Yes and no, what they did is they used keywords and synonym lists but they were extremely basic and you needed to build a mental model of how dialogue “works” that fit the developers. Hardly ideal. But with LLMs and NLP and some clever programming making NPCs that react convincingly to your typed in questions / interactions isn’t far off.

ninjan,

They can’t handle a long conversation, that’s the problem. But no RPG I’ve ever played has very long conversations, especially not on one topic. The flow is generally opener -> pick a topic -> follow up questions (a few different that all land you back on the same “step”) -> conversation ender / go back to pick topic. Total sentences about one topic is generally no more than 10. And from the LLM standpoint it’d suffice if we kept the topic as one, joined, conversation and every distinct topic as their own instances. Thus we wouldn’t have time to dig to deep before the conversation ends and functionally resets.

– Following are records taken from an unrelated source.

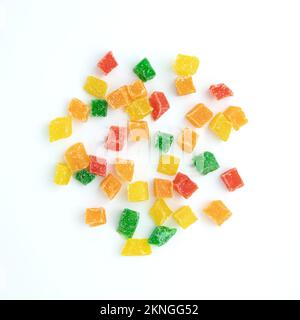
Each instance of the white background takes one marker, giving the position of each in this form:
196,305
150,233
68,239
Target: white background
47,48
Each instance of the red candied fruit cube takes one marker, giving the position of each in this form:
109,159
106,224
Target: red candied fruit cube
107,63
232,179
159,103
184,185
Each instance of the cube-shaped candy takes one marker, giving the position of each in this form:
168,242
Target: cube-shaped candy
184,185
187,140
160,212
96,87
110,185
76,157
60,128
62,174
136,247
199,115
128,222
159,103
160,235
144,70
184,216
220,91
168,164
186,65
184,86
107,63
217,211
138,191
236,116
221,126
95,216
124,169
205,163
232,179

But that, AI generated dynamic responses, wasn’t really what I meant. I more meant using player input in a dynamic fashion instead of selecting pre-baked sentences that your PC “says” without their own voice. So the flow would be that you typed or said “Hello there, can you tell me about the night the dragon attacked?” The AI would then interpret that text and match it to which Voice Actor recorded statement that best fit. So you’d get something like “Oh it was terrifying, the dragon burned down the church!” You’d get the same statement if you ask “whatever happened to that church over there?”

You’d also need recorded statements for rude remarks, aggression, that they don’t know (possibly with pointers towards NPC with more information) etc.

So you’re only replacing the dialog selector, not Voice Actors and you’re not voicing the protagonist.

ninjan,

Very much agree, it’s been an insane year for games!